This box used extra wood I had laying around from prior projects. For the cherry box, I spent a fair bit of time making sure everything was square and shot the ends. I wanted to make the best half blind dovetails I could and my thinking is the more square everything is, the easier it will be. Roughly, the box is 12" long by 4 inches high by six inches deep. With 4 inch wide stock, I would normally make three dovetails. However, since I was thawing through one of them to make the top, I thought it might be better to do with two wider dovetails. What sealed it was that two dovetails resulted in dovetails that were roughly as wide as a tea bag. I thought that little design element was a happy coincidence so two dovetails it would be.
To help transfer the tails onto the pins, or should I say, make it easier for me, I ran a 1/16" deep rebate on the sides that would house the pins. After cutting out the dovetails, I carefully made sure everything was square. Some minor paring was needed but all in all things were looking good.
I wanted to use half blind dovetails so that way when you looked at the box from the front it was just plain wood. As you saw it from the side it was then you saw the dovetails. I thought this would be a nice thing for this particular build.
Transferring the tails onto the pins went well. Using the rebate really helps give a strong registration. For cutting half blind dovetails, I don't cut right up to the line. I leave quite a bit of waste and then chisel to the line as I remove the wasted. I did each one all the way through before moving onto the next one so I could learn from each. One of the challenges I have had in the past and still have now is that despite careful measuring and slow was remove (so I don't move the knife line), I still end up with a gap in the back of the dovetail where it meets at 90 degrees. I used a mini engineering square to see if I couldn't find an obvious error but not really. I'm still not sure why I get this gap. It bothers me but I guess I just need to keep making more and I will eventually sort it out. In 1Q22, I plan to spend at month or two just practicing dovetails. I know historically, not all dovetails were gap free but I want mine to be so I will spend time to sort out what little things I need to do to make them better.
Running the grooves was easily done with my small plough plane. I have used it enough where I am fairly comfortable in how it performs. Still need to be careful I don't angle the handle. With those grooves done, it was time to get the maple divider wood prepared.
The rough saw scrap figured maple I had was 3/4" thick. I wanted it to be 3/8" thick. After establishing two reference faces, I marked it up for thickness and planed away. I do look forward to the day when I own a bandsaw and can do it that way. Till then, I just use the tools I have to get the job done. I find it really helpful when thicknessing to on an angle on the side plane down to close to the line. That way, when removing the middle waste, I can more easily see when I am close to proper thickness. As with most of what I learned, this is something I picked up from Paul Sellers.

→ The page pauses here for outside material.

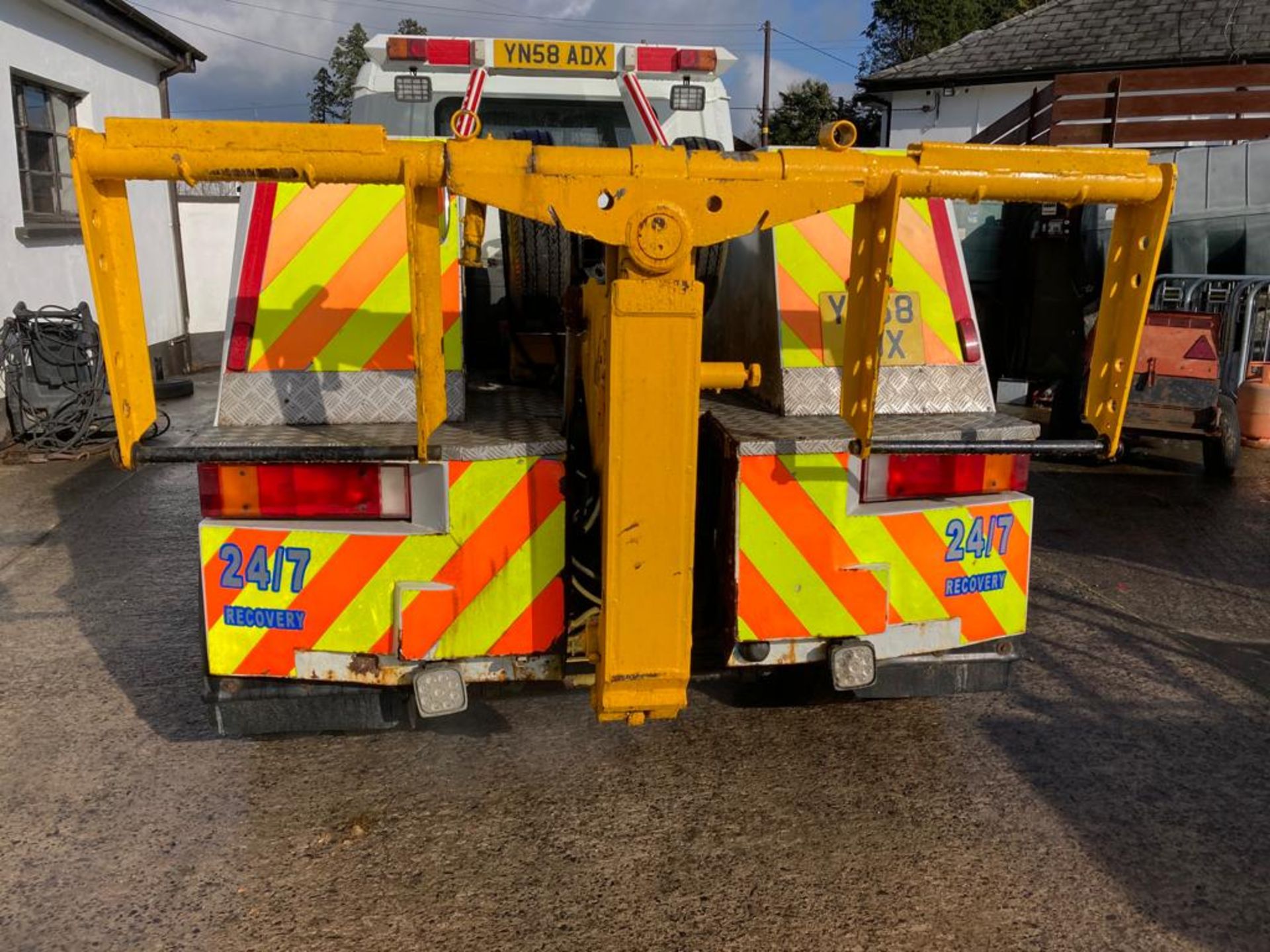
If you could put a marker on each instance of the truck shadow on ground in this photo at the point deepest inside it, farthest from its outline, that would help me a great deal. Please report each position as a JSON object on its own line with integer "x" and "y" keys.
{"x": 1164, "y": 786}
{"x": 1167, "y": 517}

With the maple made with thickness, I cut it to length and width. I am proud to say to say that by hand I can get the wood so that it feels all to be the same width and length when stacked up. As best I can tell, this means there is less than a 64th in variation. Not bad for hand tools. Cutting the dados was straight forward and I got nice tight self supporting fits on 5 of the six housing dados. The sixth wasn't self supporting in terms of snugness.

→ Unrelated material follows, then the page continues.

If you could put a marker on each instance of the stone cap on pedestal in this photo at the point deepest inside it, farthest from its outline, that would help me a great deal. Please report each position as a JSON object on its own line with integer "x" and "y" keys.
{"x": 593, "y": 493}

I have a lot of 1/4" cherry faced plywood so I cut that to fit the top and bottom. After doing a dry run, I did the full glue up. There were two things I was a little concerned about: getting the dividers flat to the bottom plywood and interior glue squeeze out. Since I am sawing off the top, I can't see if there is an error. The dry assembly was very helpful as it let me work through some assembly challenges The glue up itself went well. I used a lot of clamps to get everything snug. In the next post, I will saw the box open and see if anything moved or not.
I love that shallow rabbet trick for dovetails. Think I first read that from a Schwarz article or book.
ReplyDeleteIt is a very handy technique. I think I first saw it by Kevin Drake (Glen Drake Tool Co) at a Lie Nielsen tool show when I first started woodworking.
DeleteI am currently making the Krenov style wall cabinet shown in the the Feb 2022 Popular Woodworking and I used a 1/8th inch deep one. I got excellent registration when transferring the tails.